Thank you for being my pillar, my punching bag, my fountain of often unsolicited, but genuinely helpful advice. Thank you for being anxious enough for the both of us. Thank you for lending me money you didn't necessarily have and for accepting the angst you didn't necessarily deserve. Doing four months of life without you will be one of the hardest parts of this experience, but expect me on your couch the first Bachelorette Monday of summer.

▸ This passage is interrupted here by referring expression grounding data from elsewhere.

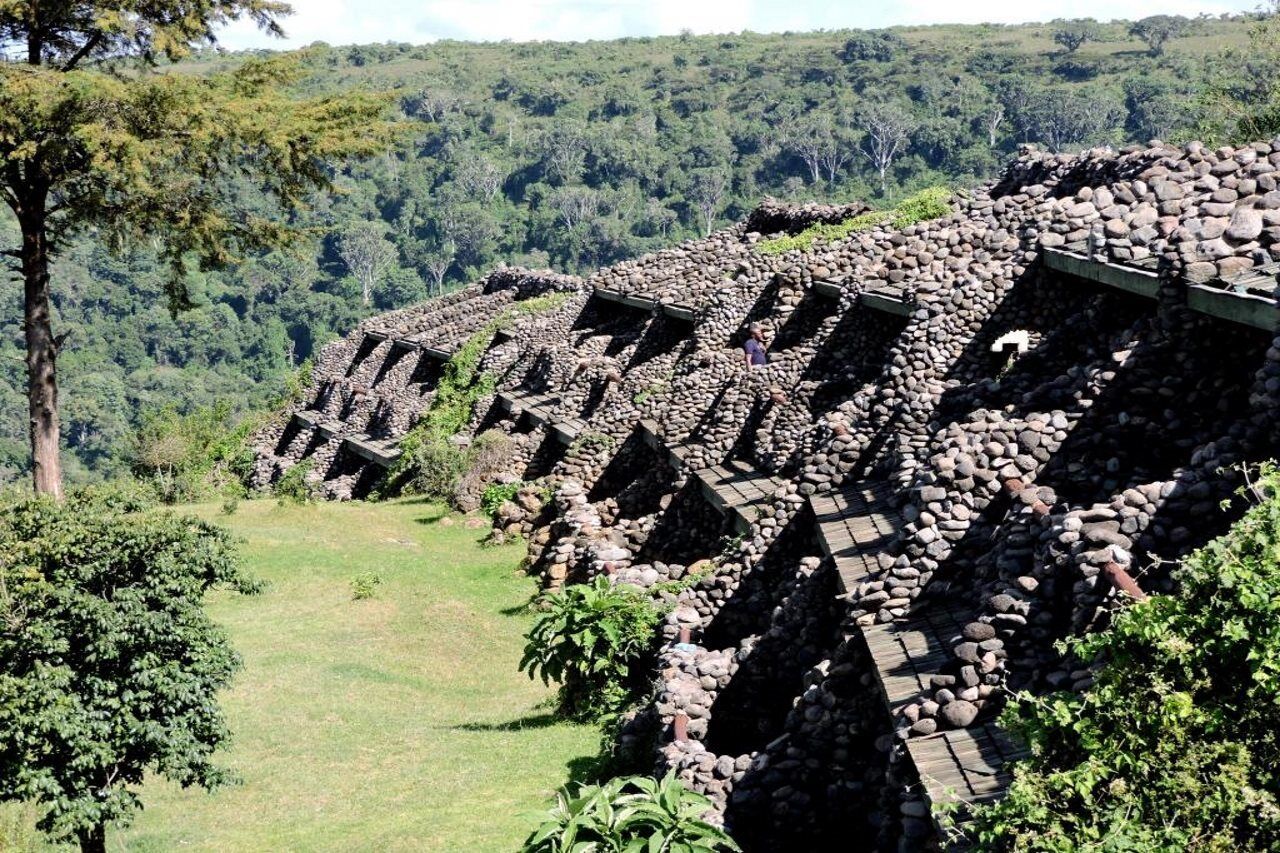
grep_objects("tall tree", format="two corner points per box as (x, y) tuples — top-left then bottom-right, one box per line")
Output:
(0, 1), (389, 497)
(859, 101), (916, 195)
(784, 113), (857, 187)
(1029, 86), (1125, 152)
(1129, 15), (1190, 57)
(1052, 19), (1102, 54)
(338, 222), (397, 306)
(688, 168), (729, 237)
(418, 239), (456, 295)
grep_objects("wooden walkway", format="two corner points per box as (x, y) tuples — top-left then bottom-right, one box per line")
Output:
(695, 460), (787, 513)
(497, 390), (586, 446)
(496, 391), (561, 428)
(344, 433), (402, 467)
(811, 479), (903, 593)
(862, 282), (915, 316)
(1044, 241), (1279, 332)
(906, 724), (1028, 809)
(861, 602), (971, 710)
(805, 475), (1028, 834)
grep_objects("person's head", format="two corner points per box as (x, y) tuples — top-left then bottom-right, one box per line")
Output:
(749, 322), (764, 341)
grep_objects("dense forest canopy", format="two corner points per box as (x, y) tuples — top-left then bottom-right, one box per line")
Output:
(0, 13), (1267, 484)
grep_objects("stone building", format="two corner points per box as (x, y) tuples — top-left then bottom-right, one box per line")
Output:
(252, 141), (1280, 850)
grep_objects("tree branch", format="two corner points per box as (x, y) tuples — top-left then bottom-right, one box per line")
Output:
(60, 32), (103, 72)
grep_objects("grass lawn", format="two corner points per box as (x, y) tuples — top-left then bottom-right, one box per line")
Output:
(4, 498), (596, 852)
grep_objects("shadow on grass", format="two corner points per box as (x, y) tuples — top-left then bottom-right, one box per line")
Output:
(396, 496), (443, 506)
(413, 507), (450, 525)
(450, 712), (562, 732)
(565, 753), (610, 785)
(499, 599), (536, 616)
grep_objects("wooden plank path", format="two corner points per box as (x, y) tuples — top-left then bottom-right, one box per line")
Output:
(344, 433), (402, 467)
(861, 602), (971, 710)
(805, 477), (1028, 834)
(552, 418), (586, 445)
(862, 282), (915, 316)
(695, 460), (786, 514)
(496, 390), (561, 428)
(906, 724), (1029, 810)
(811, 479), (903, 594)
(1044, 241), (1279, 331)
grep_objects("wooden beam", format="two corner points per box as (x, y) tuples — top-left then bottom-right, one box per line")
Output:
(1187, 283), (1276, 332)
(1042, 246), (1160, 299)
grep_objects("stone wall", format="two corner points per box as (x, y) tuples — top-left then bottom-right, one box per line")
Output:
(252, 141), (1280, 850)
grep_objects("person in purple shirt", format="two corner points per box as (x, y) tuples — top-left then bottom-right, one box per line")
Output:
(743, 322), (768, 369)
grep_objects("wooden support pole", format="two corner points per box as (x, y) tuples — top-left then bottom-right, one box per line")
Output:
(1102, 562), (1148, 601)
(673, 712), (689, 742)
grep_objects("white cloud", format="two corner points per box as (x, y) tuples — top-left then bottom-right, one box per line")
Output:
(213, 0), (1257, 49)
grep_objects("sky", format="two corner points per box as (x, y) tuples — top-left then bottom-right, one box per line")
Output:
(215, 0), (1262, 49)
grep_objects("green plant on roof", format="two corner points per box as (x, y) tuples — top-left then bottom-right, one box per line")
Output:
(755, 187), (952, 256)
(570, 431), (616, 454)
(382, 291), (573, 499)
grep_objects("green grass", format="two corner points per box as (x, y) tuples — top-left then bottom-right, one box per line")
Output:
(2, 498), (596, 852)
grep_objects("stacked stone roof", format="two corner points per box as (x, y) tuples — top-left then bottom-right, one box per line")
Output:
(252, 141), (1280, 850)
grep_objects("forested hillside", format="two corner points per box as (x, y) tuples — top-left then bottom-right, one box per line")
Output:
(0, 13), (1265, 483)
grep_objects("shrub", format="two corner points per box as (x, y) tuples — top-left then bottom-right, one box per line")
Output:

To my parents (and grandparents),

I can't imagine how nerve wracking it must be to send a child (especially one as awesome and irreplaceable as me) to a foreign country. By this point I just reflexively nod my head to the redundant, "Please be careful", but please know, I will. Trust that after 19 years, you have raised me to be money conscious, to be aware of my surroundings, to not trust people who I don't know (or people who don't like dogs). I will travel in groups and treat my passport like it's an extra limb. I will always stay with my friends (not a lie). Thank you for the opportunity to show Europe what a kick-ass job American parents did at raising a kid, and more importantly for the opportunity to see the world. I'm eternally grateful to you and I won't take it for granted.

To my friends,

This one is pretty generic. I'll miss you guys. If we really are friends, I've already said something sappy to you, or I'm texting you right this minute whining about how nervous I am. And if I haven't done that, we probably aren't that good of friends, but I'll miss you anyway.

Now I'm going to close my computer and lay awake for hours, thinking of all the things I definitely forgot to do. This time tomorrow...I will be sitting in the Cincinnati airport. But this time in two days...I will be across the world living my dream of seeing, well, pretty much anything.